Kyoto The Kyoto Prize Symposium began Tuesday morning at Point Loma Nazarene University, where winners of the Kyoto Prize, Japan’s highest private award for lifetime achievement in advanced technology, basic science, and the arts and philosophy, met with students, faculty, and the media at the opening luncheon. Other local universities will host laureate lectures for the symposium on March 21 and 22.
Each November, the Inamori Foundation gives the Kyoto Prize in Kyoto, Japan. The Inamori Foundation was established by Dr. Inamori, the founder of Kyocera International. The U.S. presentation is in San Diego each spring as the Inamori Foundation Board and Dr. Inamori bring Laureates for lectures, celebrations, and presentations.
In 2011, PLNU became an official co-host university for the Kyoto Prize Symposium, joining San Diego State University, UC San Diego, and the University of San Diego. This is PLNU’s sixth consecutive year hosting events on campus.
“It’s a great honor because of the work of Dr.
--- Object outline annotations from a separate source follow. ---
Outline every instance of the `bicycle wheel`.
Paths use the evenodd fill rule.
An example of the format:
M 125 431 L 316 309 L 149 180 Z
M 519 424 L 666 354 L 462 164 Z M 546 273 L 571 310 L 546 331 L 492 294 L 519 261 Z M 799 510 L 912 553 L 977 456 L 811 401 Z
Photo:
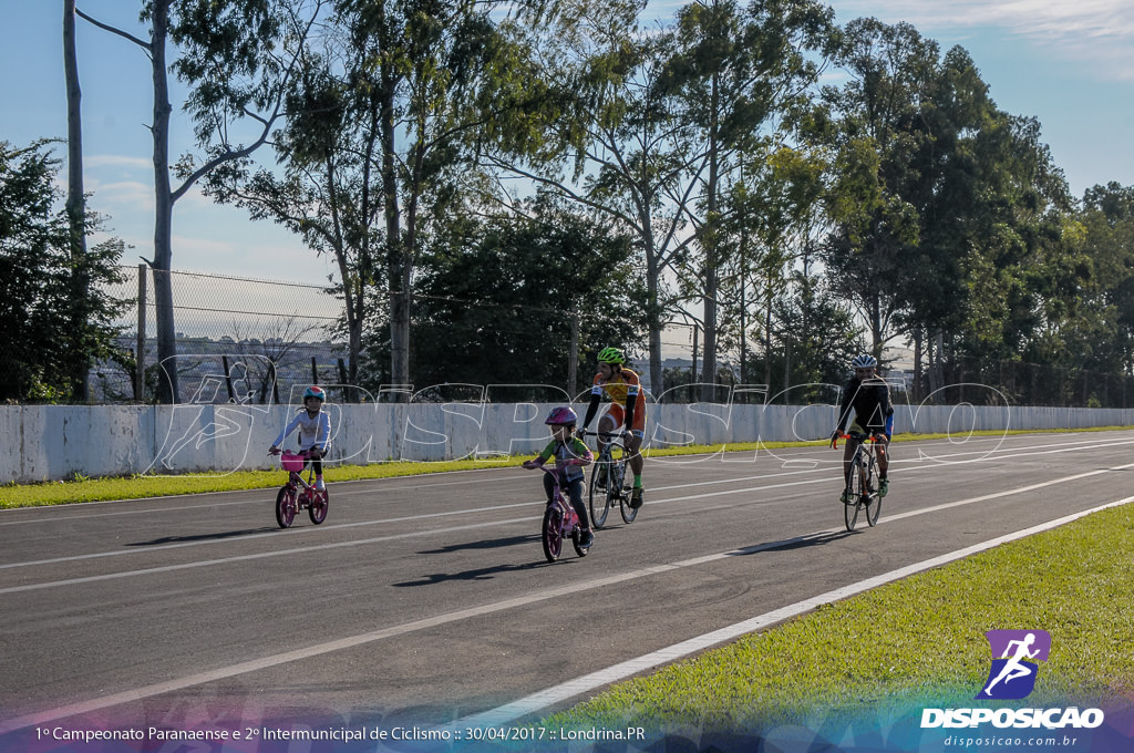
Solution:
M 594 464 L 594 471 L 591 472 L 591 489 L 587 504 L 591 507 L 591 525 L 595 528 L 601 528 L 602 524 L 607 522 L 607 516 L 610 515 L 610 494 L 599 488 L 599 469 L 604 467 L 603 464 L 609 459 L 610 456 L 606 454 L 600 455 L 599 462 Z M 606 467 L 609 467 L 609 465 Z M 607 483 L 609 485 L 609 480 Z
M 295 521 L 295 491 L 282 487 L 276 494 L 276 522 L 281 528 L 289 528 L 293 521 Z
M 543 556 L 549 562 L 559 559 L 564 550 L 562 515 L 555 505 L 543 511 Z
M 634 522 L 634 518 L 637 517 L 637 511 L 642 508 L 631 507 L 631 494 L 634 492 L 634 482 L 633 480 L 626 477 L 626 460 L 619 463 L 618 466 L 618 511 L 621 513 L 623 521 L 626 522 L 626 525 L 629 525 Z
M 846 522 L 847 531 L 854 531 L 855 523 L 858 522 L 858 508 L 862 506 L 862 456 L 861 450 L 855 451 L 850 462 L 850 480 L 847 483 L 850 501 L 843 504 L 843 519 Z
M 570 532 L 570 543 L 572 543 L 573 547 L 575 547 L 575 553 L 576 555 L 578 555 L 579 557 L 586 557 L 586 553 L 589 551 L 591 551 L 591 548 L 590 547 L 586 547 L 586 548 L 579 547 L 578 542 L 582 539 L 583 539 L 583 530 L 579 528 L 576 525 L 575 530 Z
M 313 491 L 311 492 L 311 507 L 307 508 L 307 515 L 311 516 L 311 522 L 319 525 L 327 519 L 327 508 L 330 507 L 331 500 L 327 490 Z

Inamori in recognizing such substantial achievements through these laureates,” said PLNU President Bob Brower.
“It’s also an honor to have the higher education community in San Diego, the four universities, in such a cooperative supporting effort to provide really an introduction to world-class scholars and researchers.”
Each of the four co-host universities is awarded a grant of $50,000 a year for four years from the Inamori Foundation. PLNU will use its grant to establish the Inamori Science Scholars Program, which will provide scholarships for students conducting scientific research.
The Kyoto Prize is awarded to individuals whose life works have benefitted humankind’s scientific, cultural, and spiritual development. This year’s laureates are materials scientist John Werner Cahn, astrophysicist Rashid Alievich Sunyaev, and Kabuki actor Tamasaburo Bando V.